Combined Driving is modeled after ridden three-day eventing, but with the extra challenge generated by the addition of the carriage. Horses and ponies, without benefit of a rider’s aids, must exhibit the highest level of training and willingness to perform by voice command and reins along with just a touch of the whip instead of your leg.

Whips must first present their horses or ponies in the dressage arena to demonstrate obedience, suppleness and the skill of the whip. Judges take into consideration standards expected at each level and score accordingly. The dressage test, while it is the most nerve-wracking for the competitor, it is the foundation for the rest of the sport.

The marathon, is the equivalent to the ridden cross-country phase, it is the phase that draws many participants to the sport and provides the most excitement for competitors and spectators alike. It is on the marathon that the whip must be able to gauge speed and pace in order to finish each section within the time allowed. In the second section, whips must complete a series of hazards negotiating up to six gates in each. Competitors approach the hazards, often at a gallop, threading their way through gates with inches to spare. It’s the hazards that give the sport its thrill/chill factor.

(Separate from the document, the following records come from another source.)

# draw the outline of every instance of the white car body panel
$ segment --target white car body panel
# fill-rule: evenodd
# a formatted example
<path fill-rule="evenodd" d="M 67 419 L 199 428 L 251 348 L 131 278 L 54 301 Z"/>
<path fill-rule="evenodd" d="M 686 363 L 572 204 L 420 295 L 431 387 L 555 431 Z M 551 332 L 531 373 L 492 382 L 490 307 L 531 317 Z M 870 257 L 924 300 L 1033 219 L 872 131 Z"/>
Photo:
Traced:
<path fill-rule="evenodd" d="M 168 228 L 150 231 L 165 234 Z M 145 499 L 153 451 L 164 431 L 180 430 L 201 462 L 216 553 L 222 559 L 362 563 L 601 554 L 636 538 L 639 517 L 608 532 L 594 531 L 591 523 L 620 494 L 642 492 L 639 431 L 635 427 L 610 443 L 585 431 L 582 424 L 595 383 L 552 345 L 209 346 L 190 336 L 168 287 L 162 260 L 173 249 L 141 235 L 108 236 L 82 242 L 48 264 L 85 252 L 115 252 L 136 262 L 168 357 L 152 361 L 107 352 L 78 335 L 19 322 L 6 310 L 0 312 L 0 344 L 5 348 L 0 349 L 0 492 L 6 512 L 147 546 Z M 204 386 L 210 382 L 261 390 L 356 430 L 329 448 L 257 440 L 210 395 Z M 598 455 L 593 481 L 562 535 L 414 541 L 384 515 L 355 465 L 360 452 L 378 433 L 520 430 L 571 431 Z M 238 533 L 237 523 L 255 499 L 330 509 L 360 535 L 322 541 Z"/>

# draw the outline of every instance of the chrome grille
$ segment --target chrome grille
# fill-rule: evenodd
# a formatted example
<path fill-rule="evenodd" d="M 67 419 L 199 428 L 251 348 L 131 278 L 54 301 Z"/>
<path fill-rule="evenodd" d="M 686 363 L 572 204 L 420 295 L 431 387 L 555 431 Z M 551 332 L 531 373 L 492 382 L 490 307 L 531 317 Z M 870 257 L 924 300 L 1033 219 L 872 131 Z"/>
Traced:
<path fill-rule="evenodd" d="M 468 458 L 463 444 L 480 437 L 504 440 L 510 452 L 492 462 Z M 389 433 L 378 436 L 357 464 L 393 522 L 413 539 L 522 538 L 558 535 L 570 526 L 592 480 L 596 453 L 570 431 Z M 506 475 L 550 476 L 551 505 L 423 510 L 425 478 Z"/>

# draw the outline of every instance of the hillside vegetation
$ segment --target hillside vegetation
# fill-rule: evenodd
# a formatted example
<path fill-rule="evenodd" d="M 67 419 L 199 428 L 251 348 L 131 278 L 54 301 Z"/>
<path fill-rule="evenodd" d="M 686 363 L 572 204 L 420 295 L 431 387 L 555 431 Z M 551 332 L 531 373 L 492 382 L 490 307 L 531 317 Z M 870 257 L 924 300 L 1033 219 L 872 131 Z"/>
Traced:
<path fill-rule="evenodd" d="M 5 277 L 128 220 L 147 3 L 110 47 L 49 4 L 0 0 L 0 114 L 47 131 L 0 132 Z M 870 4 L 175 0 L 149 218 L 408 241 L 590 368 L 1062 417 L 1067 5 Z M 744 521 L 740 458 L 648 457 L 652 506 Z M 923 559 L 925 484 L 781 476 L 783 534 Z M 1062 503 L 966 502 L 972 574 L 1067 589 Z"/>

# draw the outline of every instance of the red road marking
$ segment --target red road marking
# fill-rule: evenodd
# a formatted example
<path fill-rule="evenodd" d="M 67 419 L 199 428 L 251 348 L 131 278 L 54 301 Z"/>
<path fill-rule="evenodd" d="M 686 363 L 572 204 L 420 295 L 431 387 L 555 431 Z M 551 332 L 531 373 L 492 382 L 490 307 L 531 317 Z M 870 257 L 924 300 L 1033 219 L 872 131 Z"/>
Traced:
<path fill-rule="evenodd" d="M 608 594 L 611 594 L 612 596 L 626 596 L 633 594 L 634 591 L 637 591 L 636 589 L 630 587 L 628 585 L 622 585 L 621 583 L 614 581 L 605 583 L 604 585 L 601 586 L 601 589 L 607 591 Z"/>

The final phase, the cones, tests the ability of the whip to clear a course of up to 20 gates at the required pace without incurring penalties. Combined driving cones are wedge-shaped, with hollow tops, on which are placed balls. The slightest touch is enough to cause a knock-down and a three-point penalty. As whips work up the divisions, the clearance between cones becomes narrower and narrower, testing the mettle of even top professionals. Like three-day eventing, combined driving is scored by a system of penalty points with the winner earning the lowest score.

Combined driving has its roots in England. In 1970, His Royal Highness Prince Philip, established the first set of international rules that were implemented at the Royal Windsor Horse Show. A great competitor, first with a four-in-hand of horses and later with Fell ponies, Prince Philip remains a strong supporter of the sport.